Around school, she can be seen wearing her blue varsity jacket with white sleeves. She appears soft-spoken.
However, if you look closely at the jacket, you can see two varsity letters and a giant “C,” for captain of the cross-country team.
Her senior year was her fourth year of varsity cross-country.
Though she’s excelled at running, White’s first love in athletics was a different sport.
“I’ve played soccer most of my life and enjoyed playing it on many club teams,” she says.
At the age of 5, she scored her first goal.
However soccer and cross-country seasons are both in the fall, so White chose to focus on the latter.
“My freshman year I wanted to try something new,” she says. “Found out that I really loved (cross-country), so I continued to run.”
During White’s senior year, in 10 races, she finished in the top five seven times and in first place once.
Unlike many high school athletes, White doesn’t aspire to play sports in college. She’ll forgo them when she attends the University of Nevada, Las Vegas in the fall.
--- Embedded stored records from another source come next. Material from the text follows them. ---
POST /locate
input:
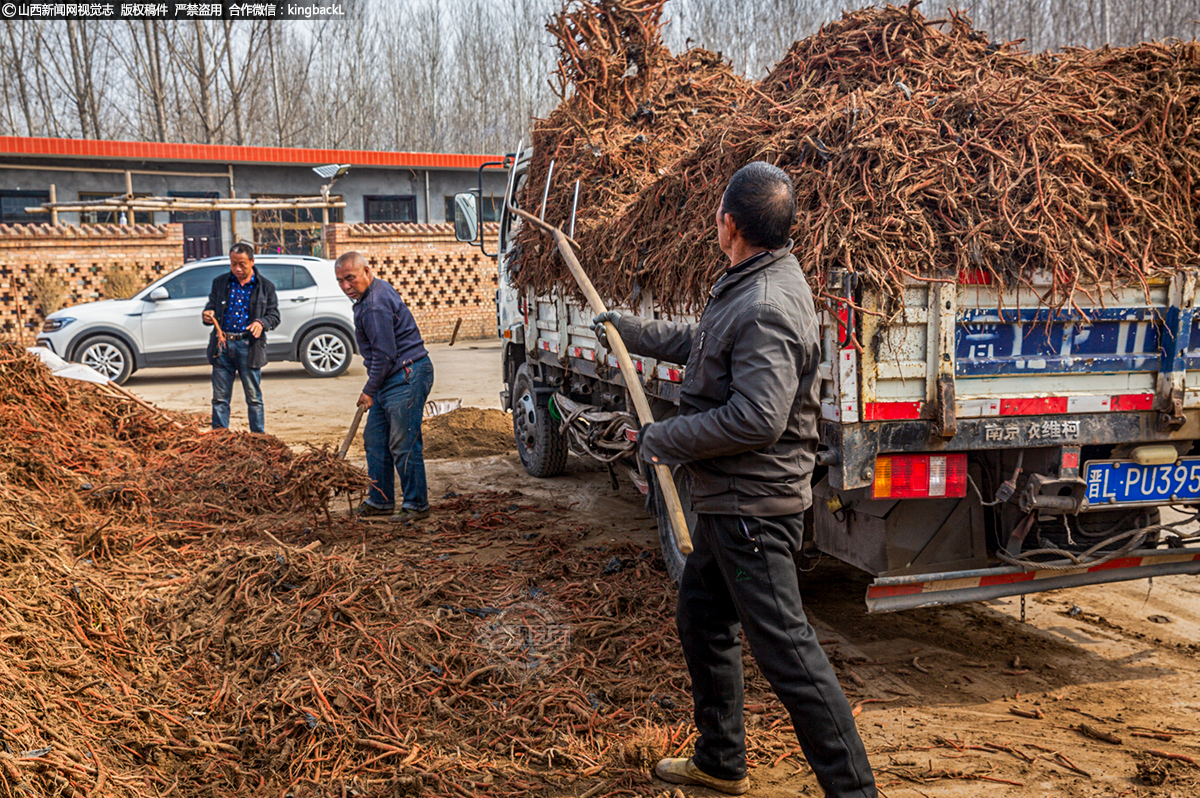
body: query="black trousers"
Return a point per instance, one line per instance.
(742, 576)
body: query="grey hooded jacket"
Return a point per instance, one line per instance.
(747, 429)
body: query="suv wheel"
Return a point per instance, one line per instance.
(108, 355)
(325, 352)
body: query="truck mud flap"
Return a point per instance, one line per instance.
(909, 592)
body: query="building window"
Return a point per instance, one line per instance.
(113, 216)
(13, 203)
(292, 231)
(395, 208)
(490, 208)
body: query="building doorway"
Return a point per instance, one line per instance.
(202, 229)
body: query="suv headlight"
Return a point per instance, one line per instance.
(51, 325)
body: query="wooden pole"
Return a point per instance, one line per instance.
(665, 479)
(349, 436)
(21, 318)
(233, 214)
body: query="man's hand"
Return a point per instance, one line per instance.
(598, 325)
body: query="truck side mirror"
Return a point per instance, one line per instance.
(466, 216)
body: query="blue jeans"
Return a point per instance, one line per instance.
(231, 360)
(393, 438)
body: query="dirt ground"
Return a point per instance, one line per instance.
(954, 702)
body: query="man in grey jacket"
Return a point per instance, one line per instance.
(747, 435)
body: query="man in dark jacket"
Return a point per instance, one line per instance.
(241, 309)
(400, 377)
(747, 435)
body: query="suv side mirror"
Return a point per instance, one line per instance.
(466, 216)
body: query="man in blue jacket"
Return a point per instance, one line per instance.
(241, 309)
(399, 381)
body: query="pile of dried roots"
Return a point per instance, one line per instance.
(919, 151)
(173, 627)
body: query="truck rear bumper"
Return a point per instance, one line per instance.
(893, 593)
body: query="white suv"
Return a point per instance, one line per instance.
(161, 324)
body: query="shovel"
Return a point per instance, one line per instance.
(666, 481)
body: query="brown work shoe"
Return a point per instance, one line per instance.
(678, 771)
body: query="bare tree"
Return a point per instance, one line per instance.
(420, 75)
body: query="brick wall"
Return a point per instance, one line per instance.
(439, 279)
(79, 256)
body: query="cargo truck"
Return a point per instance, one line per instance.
(973, 444)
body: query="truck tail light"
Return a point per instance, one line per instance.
(919, 477)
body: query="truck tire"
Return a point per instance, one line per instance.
(325, 352)
(107, 354)
(673, 558)
(540, 444)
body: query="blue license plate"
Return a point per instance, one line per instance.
(1122, 481)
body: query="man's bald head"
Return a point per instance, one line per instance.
(353, 274)
(762, 202)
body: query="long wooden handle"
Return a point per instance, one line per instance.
(665, 479)
(349, 436)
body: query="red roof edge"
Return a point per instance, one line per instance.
(215, 153)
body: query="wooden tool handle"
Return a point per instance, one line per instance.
(349, 436)
(642, 407)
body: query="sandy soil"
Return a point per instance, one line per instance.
(946, 694)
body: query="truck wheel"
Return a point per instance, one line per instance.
(541, 447)
(109, 355)
(673, 558)
(325, 352)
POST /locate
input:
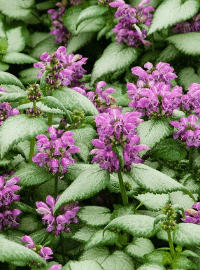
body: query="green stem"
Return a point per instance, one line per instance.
(56, 187)
(122, 188)
(32, 146)
(171, 246)
(62, 248)
(50, 118)
(190, 158)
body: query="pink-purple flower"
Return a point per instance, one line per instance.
(62, 221)
(130, 19)
(117, 129)
(55, 153)
(63, 69)
(187, 130)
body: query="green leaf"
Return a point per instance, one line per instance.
(29, 75)
(91, 25)
(159, 256)
(117, 57)
(70, 17)
(84, 234)
(83, 137)
(16, 9)
(168, 54)
(19, 128)
(94, 215)
(153, 131)
(28, 224)
(136, 225)
(154, 181)
(183, 263)
(78, 41)
(187, 76)
(11, 251)
(153, 201)
(169, 149)
(7, 78)
(73, 100)
(83, 265)
(91, 12)
(169, 12)
(139, 247)
(8, 97)
(18, 58)
(101, 239)
(16, 41)
(118, 261)
(187, 234)
(152, 266)
(187, 43)
(98, 254)
(31, 174)
(85, 186)
(47, 45)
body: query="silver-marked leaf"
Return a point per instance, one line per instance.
(153, 131)
(118, 261)
(85, 265)
(115, 57)
(101, 238)
(136, 225)
(28, 224)
(85, 186)
(83, 137)
(8, 97)
(187, 234)
(169, 12)
(187, 43)
(154, 181)
(139, 247)
(78, 41)
(187, 76)
(11, 251)
(98, 254)
(16, 40)
(84, 234)
(31, 174)
(153, 201)
(18, 58)
(94, 215)
(91, 25)
(73, 100)
(16, 9)
(7, 78)
(91, 12)
(19, 128)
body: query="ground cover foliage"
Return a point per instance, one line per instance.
(99, 134)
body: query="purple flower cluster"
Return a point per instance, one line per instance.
(63, 69)
(186, 27)
(117, 129)
(8, 217)
(44, 252)
(127, 29)
(191, 215)
(152, 95)
(61, 33)
(61, 222)
(101, 98)
(55, 153)
(191, 101)
(187, 130)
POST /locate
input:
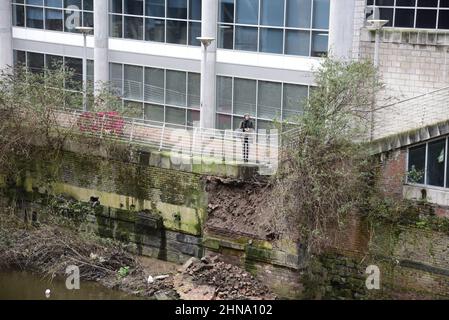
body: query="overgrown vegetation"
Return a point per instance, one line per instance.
(31, 105)
(325, 170)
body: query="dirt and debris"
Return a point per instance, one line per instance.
(48, 250)
(241, 207)
(212, 279)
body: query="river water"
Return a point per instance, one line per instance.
(22, 285)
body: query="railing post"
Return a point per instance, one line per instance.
(162, 137)
(102, 126)
(131, 135)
Still, she sticks to a very strict diet (carbs, protein drinks and no processed sugars) and a daily training regimen.
During the offseason, White trains five days a week for 2½ hours per practice. With the final school period ending at 1:16 p.m., White wastes little time transitioning from school to training.
Some days, White can be seen on the Grizzly News Network giving the daily announcements. She said her favorite part of doing the news is anchoring it.
“It’s fun! There’s not really any pressure or anything,” she says, laughing. “I get recognized a lot which can be fun, but it is a little weird when people ask for my autograph .”
Outside the classroom and off the field of play, White, a scholar athlete who holds a 3.83 unweighted grade-point average, likes to read and write.
“Sometimes I like to write stories, sometimes poetry, but I don’t like sharing it,” White says. “Just something to get my emotions out if I feel stressed or just for enjoyment.”
White also says that she and her family volunteer about four hours a week at soup kitchens, when they have the time.
As White finished at her last cross-country race, she was sad; she wouldn’t be able to cross the finish line anymore in high school.
But overall, she felt satisfaction for what she’d accomplished in the past four years.